The study did not show that excessive television time caused any of the nurses to miss out on healthy aging, only that there was a significant inverse correlation between the two. Still, there is good reason to suspect that her favorite sedentary behavior was at least partly to blame.

Previous studies have linked prolonged sitting, especially while watching television, with a variety of health problems, including diseases such as breast cancer, colonectal cancer, type 2 diabetes, cardiovascular disease and early death. (That particular study found that, compared to sitting for less than three hours a day, sitting for at least twice that amount of time was associated with a 17% higher risk of premature death for men and a 34% higher risk for men. risk of premature death for women).

But researchers at the Harvard TH Chan School of Public Health have gone a step further, he said. Dr. I-Min Leeepidemiologist at Brigham & Women's Hospital in Boston who studies how physical activity can prevent chronic diseases and prolong life.

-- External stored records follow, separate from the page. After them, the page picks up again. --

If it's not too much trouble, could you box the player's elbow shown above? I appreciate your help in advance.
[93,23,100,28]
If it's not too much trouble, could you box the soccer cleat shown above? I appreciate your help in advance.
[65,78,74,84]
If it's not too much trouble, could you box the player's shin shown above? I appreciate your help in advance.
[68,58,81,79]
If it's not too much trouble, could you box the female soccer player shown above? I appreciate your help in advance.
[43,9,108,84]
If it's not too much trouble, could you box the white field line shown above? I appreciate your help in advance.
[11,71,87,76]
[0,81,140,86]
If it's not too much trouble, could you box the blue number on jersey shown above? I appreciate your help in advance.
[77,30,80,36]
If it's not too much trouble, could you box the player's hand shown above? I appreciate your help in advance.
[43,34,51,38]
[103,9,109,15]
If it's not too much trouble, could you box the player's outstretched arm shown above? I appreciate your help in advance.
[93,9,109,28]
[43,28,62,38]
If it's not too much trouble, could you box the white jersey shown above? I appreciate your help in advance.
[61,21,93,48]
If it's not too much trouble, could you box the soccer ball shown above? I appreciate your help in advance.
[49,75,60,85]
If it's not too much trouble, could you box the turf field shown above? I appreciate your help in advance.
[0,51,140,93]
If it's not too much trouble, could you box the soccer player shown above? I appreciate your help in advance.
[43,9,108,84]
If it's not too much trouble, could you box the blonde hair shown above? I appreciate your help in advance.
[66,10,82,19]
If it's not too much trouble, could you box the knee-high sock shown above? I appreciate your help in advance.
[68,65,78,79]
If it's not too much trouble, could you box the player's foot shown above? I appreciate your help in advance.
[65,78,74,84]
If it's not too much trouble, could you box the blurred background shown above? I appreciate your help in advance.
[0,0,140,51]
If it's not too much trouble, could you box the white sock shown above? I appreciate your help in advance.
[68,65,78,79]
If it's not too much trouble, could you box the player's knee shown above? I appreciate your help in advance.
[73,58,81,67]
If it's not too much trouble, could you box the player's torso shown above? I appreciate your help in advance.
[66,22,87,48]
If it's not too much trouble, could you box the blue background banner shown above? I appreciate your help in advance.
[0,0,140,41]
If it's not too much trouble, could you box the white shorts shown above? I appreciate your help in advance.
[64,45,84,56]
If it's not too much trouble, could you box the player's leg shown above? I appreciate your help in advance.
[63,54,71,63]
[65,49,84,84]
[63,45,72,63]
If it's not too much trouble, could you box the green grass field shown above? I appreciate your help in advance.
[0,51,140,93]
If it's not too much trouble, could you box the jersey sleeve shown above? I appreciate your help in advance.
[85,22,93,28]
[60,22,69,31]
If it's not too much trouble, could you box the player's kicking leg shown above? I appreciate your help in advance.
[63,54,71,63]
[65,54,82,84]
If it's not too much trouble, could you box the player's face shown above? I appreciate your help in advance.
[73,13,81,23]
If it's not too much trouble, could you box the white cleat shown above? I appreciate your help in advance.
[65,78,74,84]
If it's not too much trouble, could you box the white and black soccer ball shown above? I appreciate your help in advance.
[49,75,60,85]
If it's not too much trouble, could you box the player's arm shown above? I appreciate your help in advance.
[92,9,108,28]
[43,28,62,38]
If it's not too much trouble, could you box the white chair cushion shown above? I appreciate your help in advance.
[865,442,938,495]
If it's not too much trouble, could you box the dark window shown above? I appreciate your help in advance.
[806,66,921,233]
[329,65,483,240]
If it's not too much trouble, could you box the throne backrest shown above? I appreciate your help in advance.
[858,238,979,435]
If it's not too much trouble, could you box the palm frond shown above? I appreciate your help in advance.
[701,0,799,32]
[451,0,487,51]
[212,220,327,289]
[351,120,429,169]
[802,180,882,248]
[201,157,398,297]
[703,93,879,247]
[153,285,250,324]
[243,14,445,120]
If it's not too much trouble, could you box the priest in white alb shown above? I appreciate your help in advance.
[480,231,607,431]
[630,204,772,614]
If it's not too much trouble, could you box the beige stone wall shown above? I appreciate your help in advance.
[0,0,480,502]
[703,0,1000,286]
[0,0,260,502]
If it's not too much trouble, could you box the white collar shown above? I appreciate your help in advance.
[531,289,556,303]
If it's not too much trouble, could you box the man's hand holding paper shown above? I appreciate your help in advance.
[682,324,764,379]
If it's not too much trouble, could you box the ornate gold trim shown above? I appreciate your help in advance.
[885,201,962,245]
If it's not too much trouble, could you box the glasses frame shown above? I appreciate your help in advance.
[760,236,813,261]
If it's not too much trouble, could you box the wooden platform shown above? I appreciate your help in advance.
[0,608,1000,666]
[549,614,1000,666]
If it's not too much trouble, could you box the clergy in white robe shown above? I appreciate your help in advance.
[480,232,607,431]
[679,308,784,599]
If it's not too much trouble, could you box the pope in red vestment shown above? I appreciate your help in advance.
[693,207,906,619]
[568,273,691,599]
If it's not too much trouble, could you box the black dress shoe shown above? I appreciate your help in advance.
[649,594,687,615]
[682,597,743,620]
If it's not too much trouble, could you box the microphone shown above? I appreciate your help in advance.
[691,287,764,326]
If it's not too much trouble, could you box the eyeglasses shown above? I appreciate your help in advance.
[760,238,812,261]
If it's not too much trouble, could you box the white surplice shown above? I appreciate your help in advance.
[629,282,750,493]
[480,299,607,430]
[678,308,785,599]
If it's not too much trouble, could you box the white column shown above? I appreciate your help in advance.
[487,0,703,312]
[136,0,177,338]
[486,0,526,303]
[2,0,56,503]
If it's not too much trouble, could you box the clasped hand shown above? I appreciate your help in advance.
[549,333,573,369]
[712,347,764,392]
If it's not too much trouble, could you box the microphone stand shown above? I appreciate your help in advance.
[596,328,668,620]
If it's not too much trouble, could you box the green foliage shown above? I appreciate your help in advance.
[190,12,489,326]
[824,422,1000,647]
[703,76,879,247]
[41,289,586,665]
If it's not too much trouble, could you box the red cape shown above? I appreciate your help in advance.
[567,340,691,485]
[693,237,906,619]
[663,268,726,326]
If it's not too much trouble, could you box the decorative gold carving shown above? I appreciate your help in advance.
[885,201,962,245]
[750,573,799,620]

“This study expands what we know because it looked at 'healthy aging,'” said Lee, who was not involved in the study. “'Health' is not just the absence of disease; includes dimensions of health, function, and physical and mental well-being.”

All of the study subjects were women, but the biological mechanisms likely apply to men as well, Lee said. Still, it would be good to test this relationship in men, as well as people from a broader range of racial and ethnic backgrounds, she said. (The group of women in the original Nurses' Health Study was overwhelmingly white.)

The youngest of the Baby Boomers are turning 60, and the share of the U.S. population that is at least 65 years old is projected to rise from about 17% today to nearly 21% in 2050, according to the U.S. Census Bureau. Joined.

“Population aging is a major public health problem,” the study authors wrote, and strategies to promote healthy aging are “urgently needed.”